En février, un haut fonctionnaire canadien du service extérieur a déclaré aux députés que les responsables canadiens avaient proposé à leurs homologues indiens des « ateliers » sur la primauté du droit, parce que la définition indienne du terrorisme « ne correspond pas toujours à notre système juridique ».

Dans ses remarques de samedi, M. Jaishankar a ajouté que « les appels à la séparation du Khalistan seraient repoussés », mais il n’a pas précisé d’où cela pourrait venir.

« Le monde n’est plus à sens unique, a-t-il assuré. Il y aura une réaction ; d’autres prendront des mesures ou s’y opposeront. »

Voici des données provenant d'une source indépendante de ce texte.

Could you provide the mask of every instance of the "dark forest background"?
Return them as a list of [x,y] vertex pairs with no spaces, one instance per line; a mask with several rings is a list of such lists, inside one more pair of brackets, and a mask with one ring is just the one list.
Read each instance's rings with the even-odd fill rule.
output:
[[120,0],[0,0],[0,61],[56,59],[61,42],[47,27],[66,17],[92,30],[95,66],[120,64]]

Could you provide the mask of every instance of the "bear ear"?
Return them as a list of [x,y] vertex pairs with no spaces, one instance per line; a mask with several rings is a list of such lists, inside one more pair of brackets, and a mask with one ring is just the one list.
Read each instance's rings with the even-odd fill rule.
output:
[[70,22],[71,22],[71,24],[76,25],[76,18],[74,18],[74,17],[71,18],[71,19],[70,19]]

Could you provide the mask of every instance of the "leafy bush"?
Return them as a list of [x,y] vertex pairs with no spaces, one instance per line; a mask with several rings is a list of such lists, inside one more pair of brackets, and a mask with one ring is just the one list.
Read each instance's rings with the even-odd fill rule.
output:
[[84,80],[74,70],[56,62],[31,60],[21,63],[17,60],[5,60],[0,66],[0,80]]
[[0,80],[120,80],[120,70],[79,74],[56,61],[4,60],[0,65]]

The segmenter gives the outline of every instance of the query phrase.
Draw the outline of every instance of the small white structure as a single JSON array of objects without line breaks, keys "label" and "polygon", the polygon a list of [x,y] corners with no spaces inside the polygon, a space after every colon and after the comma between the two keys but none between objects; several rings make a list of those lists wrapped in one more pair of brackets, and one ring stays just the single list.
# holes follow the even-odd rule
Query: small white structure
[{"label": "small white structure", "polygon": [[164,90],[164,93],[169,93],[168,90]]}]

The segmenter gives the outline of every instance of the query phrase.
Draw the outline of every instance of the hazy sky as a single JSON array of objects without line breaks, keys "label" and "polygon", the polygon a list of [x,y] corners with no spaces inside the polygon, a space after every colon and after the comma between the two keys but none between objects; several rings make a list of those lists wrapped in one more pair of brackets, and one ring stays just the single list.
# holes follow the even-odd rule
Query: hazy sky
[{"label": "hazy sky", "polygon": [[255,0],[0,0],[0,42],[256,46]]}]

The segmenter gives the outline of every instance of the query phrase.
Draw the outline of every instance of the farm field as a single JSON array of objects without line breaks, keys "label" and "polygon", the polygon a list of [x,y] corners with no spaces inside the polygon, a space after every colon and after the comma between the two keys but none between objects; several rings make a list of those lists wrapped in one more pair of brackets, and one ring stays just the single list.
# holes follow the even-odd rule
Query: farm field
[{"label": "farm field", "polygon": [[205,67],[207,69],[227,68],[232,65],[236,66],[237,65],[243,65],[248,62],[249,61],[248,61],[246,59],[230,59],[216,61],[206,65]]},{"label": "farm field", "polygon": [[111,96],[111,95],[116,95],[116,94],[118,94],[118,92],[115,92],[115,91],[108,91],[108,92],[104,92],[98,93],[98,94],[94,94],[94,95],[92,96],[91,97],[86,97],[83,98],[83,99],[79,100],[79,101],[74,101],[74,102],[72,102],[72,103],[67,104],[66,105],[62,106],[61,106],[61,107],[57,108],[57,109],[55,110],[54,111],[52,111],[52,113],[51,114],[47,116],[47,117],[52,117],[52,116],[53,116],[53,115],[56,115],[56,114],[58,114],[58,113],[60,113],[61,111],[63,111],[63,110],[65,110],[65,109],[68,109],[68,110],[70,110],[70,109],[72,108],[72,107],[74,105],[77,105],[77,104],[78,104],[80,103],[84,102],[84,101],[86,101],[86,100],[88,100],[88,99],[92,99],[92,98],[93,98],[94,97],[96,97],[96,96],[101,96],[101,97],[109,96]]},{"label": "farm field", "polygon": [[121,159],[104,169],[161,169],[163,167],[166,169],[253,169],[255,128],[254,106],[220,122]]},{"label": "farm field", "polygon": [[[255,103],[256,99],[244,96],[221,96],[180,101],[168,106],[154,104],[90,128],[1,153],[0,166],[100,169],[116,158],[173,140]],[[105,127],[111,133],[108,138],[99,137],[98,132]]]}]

Le haut-commissariat de l’Inde à Ottawa n’a pas immédiatement répondu lorsqu’on lui a demandé si le ministre Jaishankar faisait référence à une réaction de l’Inde ou à celle d’éléments non étatiques.

Le bureau de Mme Joly n’a pas non plus immédiatement répondu lorsqu’on lui a demandé de commenter. La ministre Joly a déjà déclaré qu’elle souhaitait mener des pourparlers diplomatiques avec l’Inde en privé.

Human Rights Watch affirme que M. Modi a supervisé une détérioration des droits civils en Inde et promu une « idéologie ultranationaliste » qui a alimenté de violentes attaques contre des citoyens non hindous.

L’organisation a appelé l’Inde à enquêter sur une éventuelle implication dans la mort de M. Nijjar, étant donné « l’incapacité répétée des autorités indiennes à tenir la police et le personnel militaire responsables des homicides illégaux » dans le pays.

L’Inde a déjà exhorté le Canada à poursuivre en justice ceux qui glorifiaient les personnes liées à l’attentat à la bombe d’Air India en 1985, qui faisait suite à une intense période de violence ethnique.